Addition to Harold B. Lee Library Dedicated at BYU
President Marion G. Romney, second counselor in the First Presidency, offered the main address and the dedicatory prayer at a recent ceremony marking the official opening of the addition to the Harold B. Lee Library at Brigham Young University.
The library, originally built in 1961, has now been more than doubled in size with the completion of the six-story, multimillion-dollar addition. The combined facility has become one of the largest university libraries in the United States, with a capacity of housing more than 2 million volumes and seating some 4,800 students.
In addition to its many volumes, the library houses special collections, a highly sophisticated audio-visual system for rerunning taped lectures, a record collection, and special facilities for the visually handicapped.

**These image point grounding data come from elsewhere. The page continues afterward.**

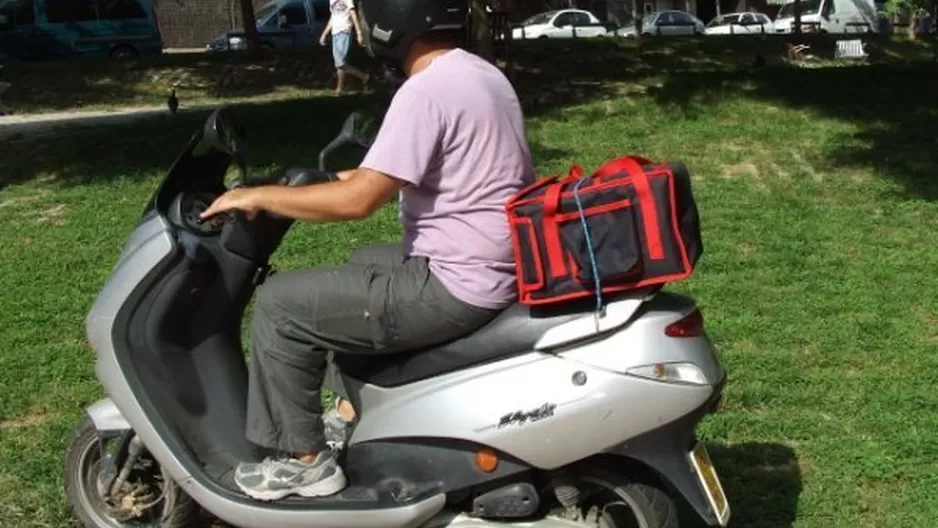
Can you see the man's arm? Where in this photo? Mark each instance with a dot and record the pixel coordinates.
(358, 196)
(325, 32)
(353, 14)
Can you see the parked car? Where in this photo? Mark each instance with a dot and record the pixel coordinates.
(60, 29)
(281, 24)
(740, 24)
(830, 16)
(565, 23)
(666, 24)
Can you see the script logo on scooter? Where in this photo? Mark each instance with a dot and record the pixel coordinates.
(522, 417)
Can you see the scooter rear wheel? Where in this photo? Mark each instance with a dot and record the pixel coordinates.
(148, 498)
(611, 500)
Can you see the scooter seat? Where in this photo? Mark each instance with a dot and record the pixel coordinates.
(512, 332)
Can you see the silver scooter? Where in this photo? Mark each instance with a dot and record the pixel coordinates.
(542, 418)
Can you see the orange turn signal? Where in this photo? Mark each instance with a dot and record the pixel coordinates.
(486, 460)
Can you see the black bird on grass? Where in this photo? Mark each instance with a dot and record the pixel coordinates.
(172, 102)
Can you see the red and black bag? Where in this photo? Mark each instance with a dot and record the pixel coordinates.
(630, 224)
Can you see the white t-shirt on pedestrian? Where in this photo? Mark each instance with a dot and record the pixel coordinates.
(341, 15)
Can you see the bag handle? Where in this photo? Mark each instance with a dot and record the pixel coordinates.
(555, 260)
(623, 164)
(632, 165)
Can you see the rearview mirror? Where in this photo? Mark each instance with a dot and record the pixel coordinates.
(358, 129)
(223, 133)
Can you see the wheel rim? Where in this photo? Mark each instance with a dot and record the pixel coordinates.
(601, 506)
(87, 473)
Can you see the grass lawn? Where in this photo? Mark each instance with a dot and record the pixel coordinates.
(817, 193)
(207, 77)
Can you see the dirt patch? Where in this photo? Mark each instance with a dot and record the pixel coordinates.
(21, 200)
(54, 215)
(746, 250)
(745, 168)
(809, 170)
(27, 420)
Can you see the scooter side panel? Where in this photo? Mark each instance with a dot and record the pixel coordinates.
(148, 246)
(543, 409)
(644, 342)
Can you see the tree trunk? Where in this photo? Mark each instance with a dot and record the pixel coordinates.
(250, 27)
(637, 20)
(913, 24)
(797, 28)
(482, 31)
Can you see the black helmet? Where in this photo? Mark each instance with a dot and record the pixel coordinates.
(391, 26)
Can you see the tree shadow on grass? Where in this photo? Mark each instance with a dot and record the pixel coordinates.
(279, 135)
(892, 107)
(762, 482)
(74, 84)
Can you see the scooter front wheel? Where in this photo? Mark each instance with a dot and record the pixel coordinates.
(610, 500)
(131, 493)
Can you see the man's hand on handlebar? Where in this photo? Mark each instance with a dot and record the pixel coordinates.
(243, 199)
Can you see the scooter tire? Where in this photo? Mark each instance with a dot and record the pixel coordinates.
(177, 509)
(647, 498)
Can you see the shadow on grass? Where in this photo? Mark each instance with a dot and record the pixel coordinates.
(77, 83)
(893, 108)
(891, 103)
(891, 100)
(762, 482)
(279, 135)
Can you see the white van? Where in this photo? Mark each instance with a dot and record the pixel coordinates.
(830, 16)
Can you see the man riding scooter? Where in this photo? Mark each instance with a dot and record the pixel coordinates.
(463, 155)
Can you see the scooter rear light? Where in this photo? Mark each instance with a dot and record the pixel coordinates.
(689, 326)
(680, 372)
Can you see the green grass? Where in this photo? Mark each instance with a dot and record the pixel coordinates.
(96, 84)
(817, 194)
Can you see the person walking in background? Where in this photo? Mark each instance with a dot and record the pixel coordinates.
(341, 21)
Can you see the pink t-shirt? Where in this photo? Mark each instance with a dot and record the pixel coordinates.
(455, 133)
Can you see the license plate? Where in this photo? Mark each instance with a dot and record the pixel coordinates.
(710, 482)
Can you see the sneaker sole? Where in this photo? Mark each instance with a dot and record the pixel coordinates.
(322, 488)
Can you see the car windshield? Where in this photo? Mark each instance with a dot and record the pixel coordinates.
(541, 18)
(724, 21)
(808, 7)
(265, 11)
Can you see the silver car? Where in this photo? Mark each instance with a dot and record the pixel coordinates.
(666, 23)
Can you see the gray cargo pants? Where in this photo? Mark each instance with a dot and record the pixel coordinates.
(379, 302)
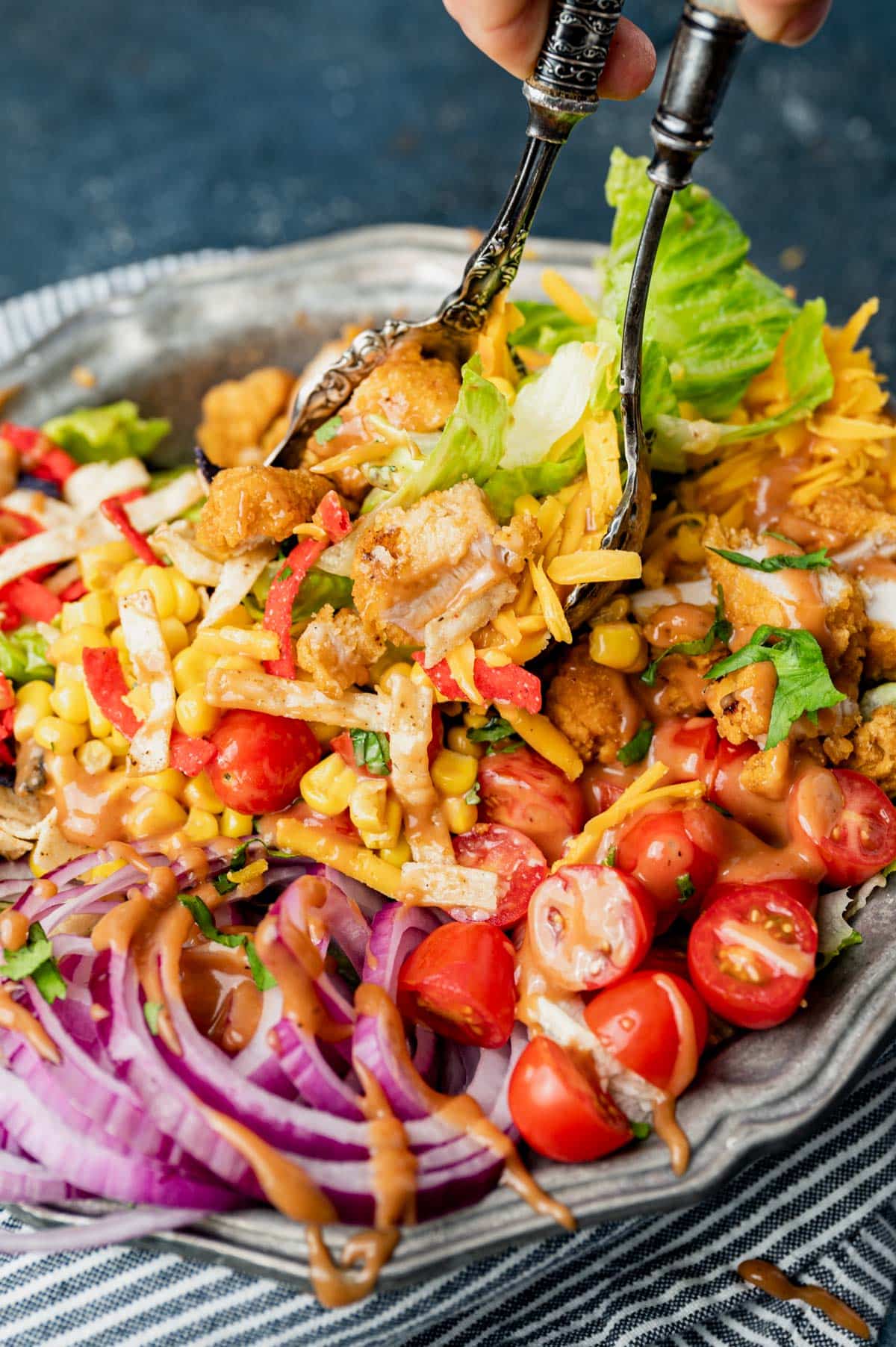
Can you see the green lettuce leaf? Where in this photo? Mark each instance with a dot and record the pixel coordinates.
(717, 318)
(107, 434)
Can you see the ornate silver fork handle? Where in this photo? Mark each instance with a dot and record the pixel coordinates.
(559, 93)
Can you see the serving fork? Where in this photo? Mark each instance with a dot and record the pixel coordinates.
(561, 92)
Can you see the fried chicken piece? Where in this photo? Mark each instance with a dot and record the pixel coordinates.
(875, 749)
(408, 390)
(249, 504)
(441, 570)
(237, 415)
(336, 651)
(593, 706)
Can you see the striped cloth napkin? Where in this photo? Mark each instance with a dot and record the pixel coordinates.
(824, 1213)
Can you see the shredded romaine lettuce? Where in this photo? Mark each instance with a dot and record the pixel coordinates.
(107, 434)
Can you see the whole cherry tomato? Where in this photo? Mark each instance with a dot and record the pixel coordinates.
(510, 854)
(527, 792)
(558, 1110)
(261, 760)
(591, 926)
(460, 983)
(752, 955)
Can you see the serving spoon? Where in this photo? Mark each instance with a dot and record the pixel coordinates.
(561, 92)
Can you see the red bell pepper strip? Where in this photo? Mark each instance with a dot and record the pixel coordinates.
(333, 517)
(40, 454)
(113, 509)
(507, 683)
(278, 609)
(105, 682)
(31, 600)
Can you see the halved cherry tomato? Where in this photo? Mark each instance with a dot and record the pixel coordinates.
(512, 857)
(803, 891)
(752, 955)
(591, 926)
(849, 819)
(558, 1110)
(460, 983)
(527, 792)
(655, 1024)
(261, 760)
(674, 853)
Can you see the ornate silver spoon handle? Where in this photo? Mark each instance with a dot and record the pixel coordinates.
(561, 90)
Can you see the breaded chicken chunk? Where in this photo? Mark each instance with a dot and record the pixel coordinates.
(336, 651)
(438, 571)
(410, 391)
(239, 415)
(875, 749)
(593, 706)
(249, 504)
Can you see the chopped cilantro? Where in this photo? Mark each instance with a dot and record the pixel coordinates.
(209, 930)
(329, 430)
(685, 886)
(803, 682)
(798, 562)
(372, 750)
(638, 747)
(720, 631)
(34, 959)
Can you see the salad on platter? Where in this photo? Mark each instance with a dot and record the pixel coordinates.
(338, 873)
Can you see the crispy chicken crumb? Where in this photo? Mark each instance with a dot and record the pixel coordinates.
(441, 570)
(239, 415)
(593, 706)
(249, 504)
(337, 651)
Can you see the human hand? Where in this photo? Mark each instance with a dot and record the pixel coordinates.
(511, 33)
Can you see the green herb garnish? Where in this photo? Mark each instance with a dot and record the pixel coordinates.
(35, 961)
(205, 921)
(720, 631)
(803, 682)
(329, 430)
(372, 750)
(638, 747)
(783, 562)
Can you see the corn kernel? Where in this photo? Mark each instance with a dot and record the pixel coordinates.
(458, 815)
(396, 854)
(388, 833)
(100, 566)
(328, 786)
(119, 745)
(174, 635)
(367, 806)
(128, 579)
(95, 757)
(157, 811)
(199, 795)
(453, 774)
(460, 741)
(66, 650)
(617, 646)
(192, 667)
(186, 598)
(155, 579)
(399, 670)
(234, 824)
(194, 713)
(58, 735)
(201, 826)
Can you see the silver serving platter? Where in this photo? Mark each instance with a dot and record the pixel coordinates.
(758, 1094)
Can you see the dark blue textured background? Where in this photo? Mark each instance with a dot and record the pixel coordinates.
(130, 130)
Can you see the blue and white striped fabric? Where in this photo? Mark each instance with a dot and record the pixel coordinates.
(824, 1213)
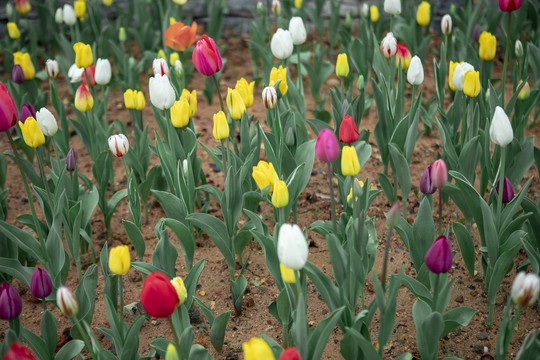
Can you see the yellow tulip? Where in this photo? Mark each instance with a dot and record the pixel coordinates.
(488, 46)
(119, 260)
(471, 83)
(32, 134)
(423, 14)
(349, 161)
(279, 74)
(180, 113)
(24, 60)
(221, 127)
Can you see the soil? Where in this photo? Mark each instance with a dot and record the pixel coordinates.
(465, 342)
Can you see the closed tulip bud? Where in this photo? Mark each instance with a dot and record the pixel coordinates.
(10, 302)
(342, 66)
(439, 174)
(297, 30)
(281, 44)
(180, 113)
(292, 247)
(525, 289)
(257, 349)
(47, 122)
(52, 69)
(438, 258)
(158, 296)
(500, 130)
(423, 15)
(221, 126)
(119, 145)
(389, 45)
(67, 302)
(40, 283)
(326, 147)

The information in the library, said President Romney, will help students distinguish between truths and untruths. The great challenge is to be able to always distinguish between the two kinds of information.
In attendance at the ceremony, which was marked by a three-day celebration of lectures, tours, symposia, exhibits, and receptions, was Sister Freda Joan Lee, widow of former Church President Harold B. Lee after whom the building is named.
Performing Groups Honored
Three Brigham Young University performing groups—the American Folk Dancers, the Sounds of Freedom, and the Lamanite Generation—were recently awarded the Valley Forge Honor Certificate of the Freedoms Foundation, Valley Forge, Pennsylvania. The award cited the groups for “outstanding achievement in bringing about better understanding of the American way of life.” The groups, along with other BYU performing groups, have traveled to many countries around the world, often acting as official representatives of the United States at various functions.